Ill be honest. I lost it for a moment today. Why cant I just catch a break? Why does it have to be another thing? Why do I have to fit in the 60 and over age group? Do I now get senior discounts?
So I cried, let that weakness out, did an anti-stress facial, took a shower, watched the opening football game, and realized something.
No matter what road you take, or choices you make, shit is going to happen. (Sorry for the language). Yes, some people have it easier than others. I cant answer as to why that may be.
But what I can answer to is that while shit may happen, its up to you to determine if youre going to sit in it or if youre going to flush.

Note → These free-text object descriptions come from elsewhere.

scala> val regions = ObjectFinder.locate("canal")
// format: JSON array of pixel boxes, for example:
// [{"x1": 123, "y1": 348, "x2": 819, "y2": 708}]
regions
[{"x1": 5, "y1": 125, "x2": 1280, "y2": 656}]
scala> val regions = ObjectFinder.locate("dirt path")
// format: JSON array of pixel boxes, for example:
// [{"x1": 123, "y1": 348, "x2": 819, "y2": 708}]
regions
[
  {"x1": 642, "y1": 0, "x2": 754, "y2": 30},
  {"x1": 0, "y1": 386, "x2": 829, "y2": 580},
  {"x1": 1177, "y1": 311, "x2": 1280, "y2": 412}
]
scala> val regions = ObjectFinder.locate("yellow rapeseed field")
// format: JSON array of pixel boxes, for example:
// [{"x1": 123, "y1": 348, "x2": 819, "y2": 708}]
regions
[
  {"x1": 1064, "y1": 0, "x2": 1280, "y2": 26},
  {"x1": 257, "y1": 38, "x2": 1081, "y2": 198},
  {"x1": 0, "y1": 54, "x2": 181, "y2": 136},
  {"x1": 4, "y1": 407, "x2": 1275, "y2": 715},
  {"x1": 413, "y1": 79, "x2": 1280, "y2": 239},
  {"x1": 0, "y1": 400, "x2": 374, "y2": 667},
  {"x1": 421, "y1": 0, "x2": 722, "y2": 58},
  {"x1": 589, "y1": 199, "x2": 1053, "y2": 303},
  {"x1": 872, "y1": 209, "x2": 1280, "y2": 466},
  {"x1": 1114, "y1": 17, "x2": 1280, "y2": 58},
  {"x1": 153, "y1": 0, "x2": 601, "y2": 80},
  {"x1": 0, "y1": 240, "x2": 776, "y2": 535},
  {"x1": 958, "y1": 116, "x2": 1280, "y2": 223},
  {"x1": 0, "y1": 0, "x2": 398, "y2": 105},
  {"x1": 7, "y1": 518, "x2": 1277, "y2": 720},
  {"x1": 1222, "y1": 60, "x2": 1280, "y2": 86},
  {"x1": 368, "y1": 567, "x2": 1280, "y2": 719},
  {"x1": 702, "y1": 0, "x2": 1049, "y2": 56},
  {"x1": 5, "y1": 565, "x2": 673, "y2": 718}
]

It may seem impossible, it still may be hard. It might not go away. “it” being whatever is pain for you in your life.
With that said, never underestimate the power of HOPE. Believing in hope will not fix your problems, it will give you the strength to endure them.
Hope in yourself. Hope in your faith. Hope in your friends, your family, your loved ones. Hope in the power of positive thinking.
Yes, I may be 25. And I may be physically becoming an old soul before Id like to.
But hell, I look damn good for an old soul if I dont say so myself.
And when you all turn 60, I’ll be the really old soul who can share all that I’ve learned. (:
Never underestimate the power of hope.